From New York Museum to Tehran for Modern Iranian Art

From New York Museum to Tehran for Modern Iranian Art

Fifty years ago when Abby Weed Grey visited Iran on her first trip around the world she became keenly interested in contemporary Iranian arts that she came back eight more times and collected 200 modern Iranian works. Abby Grey as a patron to the art collected a total of 600 art works from Asia and Middle East in 1960s and early 70s and she found New York University, known as Grey Art Gallery today, an ideal place to exhibit her unique collection of art works.

More than forty years after Abby, on March of 2016 the director of the Grey Art Gallery Ms. Lynn Gumpert accompanied by six professional artists and art collectors from Grey Art Gallery traveled to Iran by IRAN DOOSTAN TOURS (IDT) to visit the art and history of the country. “One reason that I wanted to come was because Iran has a rich history. Pre-Islamic history is amazing. Because your culture is so rich we wanted to come and see for ourselves and because our group was interested in contemporary art we wanted to see and understand the culture from which the artists came and to understand the importance of poetry, literature, and how Shi’a Islam developed.” said Frederieke Taylor the founder of Frederieke Taylor Gallery in NYC.

The group spent seven days in Iran and visited Tehran, Shiraz, Isfahan, and Kashan. They attended the opening of the Belgian artist Wim Delvoye at Tehran Contemporary Art Museum, Carpet museum, Iran National Museum, Golestan Palace a world heritage site and many more museums and palaces in Tehran. They also visited the galleries of younger and less known modern artists and bought art works to take back home.

Shiraz was their next stop where they visited Nasir-ol Molk mosque known as the pink mosque, Karim Khan Citadel, Vakil bazaar and mosque, the tomb of the Persian poets Hafez and Sa’adi, Persian lush gardens, Pasargadae the tomb of Cyrus the Great, and Persepolis another world heritage. Then they headed toward Isfahan and enjoyed the ancient mosques and bridges in this city, its atmospheric bazaar and of course the Emam Square another heritage site registered by UNESCO.

The professional art directors believe Iran has a great potential to be a top destination for art lovers. “I think Iran has an enormous amount to offer both for people who are interested in contemporary art and the people who are interested in history.”

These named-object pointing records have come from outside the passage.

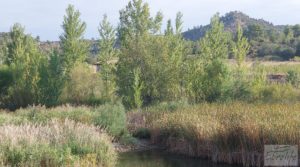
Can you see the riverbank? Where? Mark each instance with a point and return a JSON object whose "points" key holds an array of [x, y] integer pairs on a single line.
{"points": [[231, 133]]}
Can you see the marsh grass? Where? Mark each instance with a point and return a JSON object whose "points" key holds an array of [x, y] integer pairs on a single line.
{"points": [[231, 133], [111, 117], [56, 143]]}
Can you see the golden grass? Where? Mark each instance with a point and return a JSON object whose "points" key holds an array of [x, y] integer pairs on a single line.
{"points": [[231, 133], [58, 143]]}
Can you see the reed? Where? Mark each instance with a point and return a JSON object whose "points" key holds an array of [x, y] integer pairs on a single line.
{"points": [[233, 133], [57, 143]]}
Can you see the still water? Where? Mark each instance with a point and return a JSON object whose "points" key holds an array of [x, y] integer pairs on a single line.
{"points": [[157, 158]]}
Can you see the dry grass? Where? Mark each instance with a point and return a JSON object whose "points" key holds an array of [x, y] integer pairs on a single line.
{"points": [[58, 143], [231, 133]]}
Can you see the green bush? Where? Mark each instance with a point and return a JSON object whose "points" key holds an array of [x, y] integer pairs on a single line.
{"points": [[82, 87], [293, 77], [112, 117]]}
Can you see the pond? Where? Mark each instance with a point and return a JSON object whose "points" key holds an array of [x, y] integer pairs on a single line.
{"points": [[157, 158]]}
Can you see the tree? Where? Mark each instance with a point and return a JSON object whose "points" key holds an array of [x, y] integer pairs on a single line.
{"points": [[107, 56], [296, 30], [83, 86], [52, 80], [255, 31], [241, 47], [289, 34], [211, 71], [136, 32], [74, 48], [24, 60]]}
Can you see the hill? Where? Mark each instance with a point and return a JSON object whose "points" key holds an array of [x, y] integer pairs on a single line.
{"points": [[268, 41], [230, 21]]}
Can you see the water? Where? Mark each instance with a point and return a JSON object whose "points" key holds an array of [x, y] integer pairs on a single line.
{"points": [[156, 158]]}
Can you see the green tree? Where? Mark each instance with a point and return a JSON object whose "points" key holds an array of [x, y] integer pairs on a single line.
{"points": [[52, 80], [289, 34], [24, 60], [209, 81], [107, 57], [255, 32], [74, 48], [241, 47], [136, 33]]}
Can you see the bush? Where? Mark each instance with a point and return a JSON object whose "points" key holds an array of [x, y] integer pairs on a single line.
{"points": [[82, 87], [112, 117], [293, 77]]}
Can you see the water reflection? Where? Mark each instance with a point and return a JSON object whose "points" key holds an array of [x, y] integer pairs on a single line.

“This was amazing and I don’t want to leave, we had a great time. It was my first time in Iran but not my last. I enjoyed every minute of this trip there was not a moment that I was bored. I collect contemporary Iranian art so I was very thrilled to do that in Tehran but Isfahan and Persepolis were very great too. Iran is magical. When I come back again I would go to the same places I visited at this trip and also other cities especially the Caspian Sea, I’ve heard so much about it.” said Edith one of the group members and a contemporary art collector.

Before traveling to Iran, our guests did not have any perceptions about the country and they did not know what to expect. After spending a week in Iran we asked them about their experience. “It was first time visiting Iran for all of us and it was fantastic. It exceeded our expectations. Everybody would come up to us and wanted to know where do we come from and they would say welcome to Iran, it was just lovely. We understand politics is politics and politicians don’t necessarily represent the view of the people. People were so friendly, so welcoming, and so generous.”

After visiting Kashan, the delightful oasis in Dasht-e Kavir desert, the group headed toward Tehran’s international airport for their flight back home.

The NYU’s museum holds the largest collection of modern Iranian art outside of Iran. Currently the museum has a show called Global/Local 1960-2015, Six Artists from Iran that features the work of great modern Iranian artists such as Parviz Tanavoli a sculptor, painter, scholar, and art collector.